Perhaps inspired by President Joe Biden and his wife Jill’s visit to Buffalo to comfort the victims’ families, the children soon came up with the idea.

“They were really excited. Writing is not a favorite job of a 10 year old person. They wanted to skip other subjects and work on their letters,” she said. rice field. “It was a moment of empowerment.”

The children talked about racism in a letter and begged the president to do something about it.

“Racism means hating skin color,” writes one student.

“As president, blacks don’t have access to grocery stores, so I think we should build more grocery stores,” another student wrote. “As our leader, you need to stop racism. Help our community in Buffalo by keeping whites from killing blacks.”

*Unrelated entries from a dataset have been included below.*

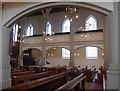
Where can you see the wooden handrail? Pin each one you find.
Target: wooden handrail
(71, 84)
(16, 79)
(35, 83)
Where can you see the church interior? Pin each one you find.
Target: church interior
(59, 47)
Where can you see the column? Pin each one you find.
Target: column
(72, 28)
(45, 16)
(5, 67)
(106, 42)
(113, 71)
(0, 45)
(21, 28)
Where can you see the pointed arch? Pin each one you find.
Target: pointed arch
(66, 25)
(90, 23)
(29, 31)
(49, 28)
(15, 32)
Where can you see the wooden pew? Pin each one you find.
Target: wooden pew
(22, 73)
(77, 84)
(44, 84)
(17, 79)
(90, 74)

“Because we were Hispanic, I experienced racism when my neighbor wanted to move my family,” said another child.

“Racism is a horrifying event. As our leader, we need to sign a law on discrimination penalties. Help our community in Buffalo in an attempt to end racism.” The child pleaded.

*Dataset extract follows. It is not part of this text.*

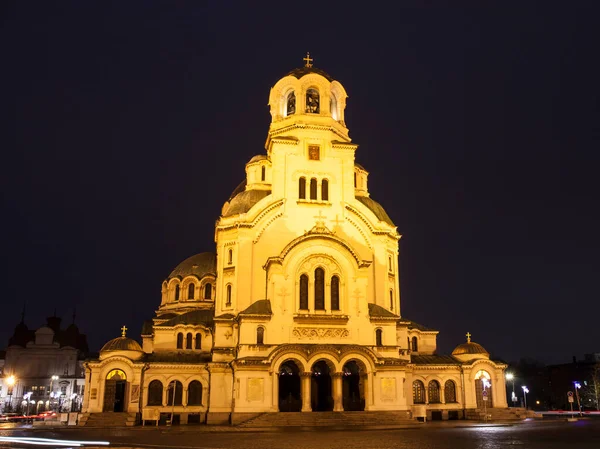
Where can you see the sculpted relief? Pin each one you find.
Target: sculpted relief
(308, 333)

“Help the Buffalo community by separating schools, stores and services,” wrote one student who also left a phone number in case the president wanted to call.

“One way racism affects people is that when someone says something bad to them, they feel uncomfortable. Explain racism to others and tell everyone. By being kind and respectful, you can fight racism …. As president, I think you should take racial crime very seriously, “another child suggests. did.

Others wanted to fight racism with the sign that “black life is important.”

“It’s important to talk about racism, or whites will continue to kill blacks,” wrote one child.

Borek said he asked the students if they had ever experienced racism.

“Most of my students are Hispanic and interracial, and almost every student could talk about when they saw it for themselves or when they realized it happened,” she said. Told. “It was powerful, but also sad, because I can’t go back and fix it for them.”